Fantasy Magazine's "relaunch"

I just posted this on a forum for a crit group I'm part of, and then decided I might as well post it here as well:

I saw this news on Ralan's yesterday--there's a .pdf news release, if you missed it. Any thoughts on this? JJA has tons of experience, and I even met him at World Con two years ago, and he's a nice guy. The consistency between the two zines makes sense in a lot of ways.

At the same time, I've had encouraging comments from Cat Rambo in the past, so I'll be sad to see her leaving. And with two reprints a month, this essentially cuts in half the number of stories they'll be buying (which is a big disappointment). But it also sounds like a big change in style/format: instead of a blog, with an unpredictable but pretty frequent number of posts (articles, reviews, interviews, etc.) each week, it sounds like it'll be going back to a more issue-based magazine, with a set (rigid) schedule.

If you asked me a couple of years ago, I'd have said that the blog-based set-up is the future of online magazines, or at least the most likely way to succeed. Cultivate a regular readership, have them come back frequently--ideally every day/weekday, make them feel involved in the community of its readers. Originally Fantasy was more regular with its daily posts, and recently has dropped back to only about three a week (their once-weekly "Blog for a Beer" hasn't appeared in at least a year, I'd guess), so maybe that was just too much work for the editors. Even as infrequently as I commented, though, I did feel more invested in it than I am in some of the other online zines I read. When I visit Lightspeed or even my other favorites, Strange Horizons, Clarkesworld, Beneath Ceaseless Skies, etc. much as I obviously enjoy them all, I feel less like a participant and more like a consumer. (The blog model is essentially what Tor.com does...with, I'm sure, a much larger staff and resources...)

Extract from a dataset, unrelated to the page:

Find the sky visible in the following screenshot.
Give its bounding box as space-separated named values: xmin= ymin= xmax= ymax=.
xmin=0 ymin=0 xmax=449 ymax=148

Maybe that's OK. Maybe the participant model was flawed--too much work, too little return. Maybe the rise of e-readers means a more issue-based format makes more sense. Or maybe this won't be as drastic a change as it appears in the release. I don't know. This announcement doesn't make me worried about Fantasy's future or anything, but it still makes me sad to see it seemingly abandoning what I had once thought was an exciting new approach.